Una joven de 31 años ha denunciado una brutal agresión sexual con penetración en la zona de ocio de la Marina, perpetrada por un individuo de origen magrebí. Los hechos, ocurridos en el marco de las celebraciones post-Fallas, confirman el "invierno de inseguridad" que atraviesan las ciudades debido a una gestión gubernamental que ha priorizado el buenismo ideológico sobre la protección real de sus ciudadanos.
El Gobierno de Pedro Sánchez es el responsable político de este caos. La política de puertas abiertas y el efecto llamada de este Ejecutivo han convertido a España en un coladero de individuos que desprecian las leyes y costumbres españolas. No es casualidad que este tipo de delitos aberrantes se multipliquen donde el control fronterizo brilla por su ausencia, permitiendo que depredadores de otras culturas importen su violencia contra la mujer española.
Según el relato de la víctima, el agresor la abordó mientras buscaba comida, la introdujo a la fuerza en un baño portátil y cerró el pestillo para consumar la violación. Solo la intervención providencial de un testigo, que escuchó los gritos de auxilio y acudió al rescate, impidió que el "infierno en el baño" se prolongara. El sospechoso, fiel al manual de la delincuencia importada, aprovechó la confusión para emprender una huida que ahora la Policía Nacional intenta reconstruir a través de las cámaras de seguridad.
"La joven relató que el agresor magrebí la forzó dentro del urinario y cerró el pestillo para violarla, hasta que la ayuda de un tercero permitió que se zafara", recogen las diligencias de este nuevo episodio de inseguridad urbana.

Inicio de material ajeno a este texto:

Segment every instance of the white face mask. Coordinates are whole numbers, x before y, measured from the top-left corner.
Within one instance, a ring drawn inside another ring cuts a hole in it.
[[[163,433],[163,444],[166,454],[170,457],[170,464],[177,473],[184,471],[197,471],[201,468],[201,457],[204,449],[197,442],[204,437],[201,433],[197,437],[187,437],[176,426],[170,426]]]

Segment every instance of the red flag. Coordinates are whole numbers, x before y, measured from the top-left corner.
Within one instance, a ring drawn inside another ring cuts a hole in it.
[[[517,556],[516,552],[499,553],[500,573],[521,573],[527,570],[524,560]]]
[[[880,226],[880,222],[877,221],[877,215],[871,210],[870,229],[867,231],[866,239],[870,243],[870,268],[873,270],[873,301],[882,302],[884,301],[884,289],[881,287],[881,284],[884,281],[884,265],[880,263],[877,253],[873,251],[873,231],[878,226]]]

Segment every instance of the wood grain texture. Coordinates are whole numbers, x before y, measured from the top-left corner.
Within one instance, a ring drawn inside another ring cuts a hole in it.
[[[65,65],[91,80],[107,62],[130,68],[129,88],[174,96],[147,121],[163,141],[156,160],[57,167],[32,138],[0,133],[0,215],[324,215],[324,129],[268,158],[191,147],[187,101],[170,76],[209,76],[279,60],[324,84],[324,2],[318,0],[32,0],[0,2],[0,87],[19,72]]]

Resulta vergonzoso que, mientras el sanchismo se llena la boca con proclamas feministas de salón, las mujeres de Valencia no puedan caminar seguras por una zona de fiesta sin riesgo de ser asaltadas por quienes no deberían haber pisado nunca suelo nacional. La "paz social" de la que presume la izquierda es un espejismo que se rompe cada vez que una mujer es víctima de la delincuencia extranjera. La impunidad con la que actúan estos sujetos es el resultado directo de un sistema judicial y policial atado de pies y manos por la corrección política.
La Policía Nacional ha precintado el lugar del crimen y rastrea desesperadamente cualquier pista biológica o digital que permita poner rostro al violador. Sin embargo, la realidad es que sin un control real de la inmigración ilegal y una política de expulsión inmediata para quienes delinquen, estos operativos son solo parches ante una herida que desangra la convivencia nacional.